There are sections about Port Sunlight and Letchworth Garden City, yet nothing about the New Towns that came along later. It doesn't help that Worpole avoids stating his own position. When he talks about Red Vienna it's far from clear whether he sees the Karl Marx-Hof (Karl Ehn, 1927) as an authentic working-class community of a revolutionary kind or, alternatively, an unacceptable form of social engineering. He recounts how in the Fifties do-gooders like Rowntree and Lavers made trips to Scandinavia and then proposed reforms (not for themselves, of course) intended to get the workers out of pubs and into parks. He professes a liking for the paternalistic "fun palace" run by leftish intellectuals to provide uplifting entertainments (like Joan Littlewood who, so far as we know, never had the slightest effect on the working classes of the East End but remains very popular in Hampstead).
And that, indeed, is where he's coming from. It's not easy to review Worpole's book in detail; it does include a considerable amount of useful background about what these Utopias were and how they were expressed in built form as housing, pleasure gardens, and so on, but he suffers - in my view - from a shocking misconception. Public space is not to be construed as publicly-funded, publicly-managed space. It's streets, bars, libraries, markets, alleyways and little corners of cities; private and collective spaces, interiors and exteriors, the domestic and the public, the very stuff of life. To quote a sociologist Worpole cites, but who has a a very different take - Richard Sennett - what we need is urban chaos. Lord save us from the planners (and their ideologues).

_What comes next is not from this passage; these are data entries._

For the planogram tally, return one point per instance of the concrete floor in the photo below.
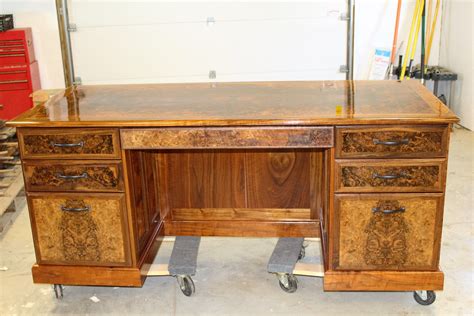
(232, 277)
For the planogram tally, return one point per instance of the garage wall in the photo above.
(122, 41)
(457, 49)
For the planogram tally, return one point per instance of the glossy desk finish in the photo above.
(361, 164)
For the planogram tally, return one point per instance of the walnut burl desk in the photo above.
(360, 164)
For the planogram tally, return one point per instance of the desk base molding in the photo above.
(242, 229)
(383, 280)
(84, 275)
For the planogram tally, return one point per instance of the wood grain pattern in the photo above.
(383, 280)
(84, 143)
(420, 141)
(308, 103)
(222, 137)
(94, 236)
(95, 176)
(242, 228)
(418, 175)
(278, 179)
(202, 179)
(246, 214)
(84, 275)
(368, 240)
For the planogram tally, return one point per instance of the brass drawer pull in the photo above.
(388, 176)
(70, 177)
(75, 209)
(390, 142)
(80, 144)
(380, 210)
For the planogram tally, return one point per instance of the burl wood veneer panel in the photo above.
(368, 240)
(224, 137)
(73, 175)
(279, 103)
(69, 143)
(398, 141)
(92, 232)
(390, 175)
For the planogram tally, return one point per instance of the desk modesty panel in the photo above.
(361, 164)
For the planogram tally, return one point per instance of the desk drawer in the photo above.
(79, 229)
(227, 137)
(387, 232)
(73, 175)
(398, 141)
(375, 175)
(69, 143)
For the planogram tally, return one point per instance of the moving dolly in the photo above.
(284, 262)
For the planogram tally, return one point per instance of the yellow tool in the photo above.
(417, 33)
(410, 35)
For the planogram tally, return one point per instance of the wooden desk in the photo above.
(361, 164)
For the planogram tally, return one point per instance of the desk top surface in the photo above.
(243, 103)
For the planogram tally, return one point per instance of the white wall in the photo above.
(456, 53)
(307, 48)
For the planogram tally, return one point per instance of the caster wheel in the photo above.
(302, 253)
(420, 299)
(186, 285)
(58, 291)
(289, 283)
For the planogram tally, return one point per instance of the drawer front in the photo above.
(387, 232)
(73, 176)
(223, 137)
(410, 141)
(69, 144)
(374, 175)
(79, 229)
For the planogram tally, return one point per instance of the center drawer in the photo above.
(387, 231)
(73, 175)
(79, 229)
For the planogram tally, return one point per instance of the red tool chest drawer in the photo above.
(13, 103)
(19, 75)
(16, 47)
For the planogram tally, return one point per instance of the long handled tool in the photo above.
(432, 31)
(410, 39)
(422, 59)
(417, 32)
(395, 39)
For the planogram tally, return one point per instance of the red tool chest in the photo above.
(19, 75)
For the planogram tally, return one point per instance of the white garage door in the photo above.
(156, 41)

Although this does a bit of dropping names and places it isn't too difficult but kind of tedious in parts where sidetracking on specific projects/historical movements happens. This is all made up for in the other 3/4 which covers a good chunk of interesting modern thought on public spaces, and the in-between public / private courtyards and shopping malls that often fit many categories by definition. Although not precise on solution, this one was good for thought-provoking ideas and hypotheticals, and turned out to be a great source of further reading to do through citations.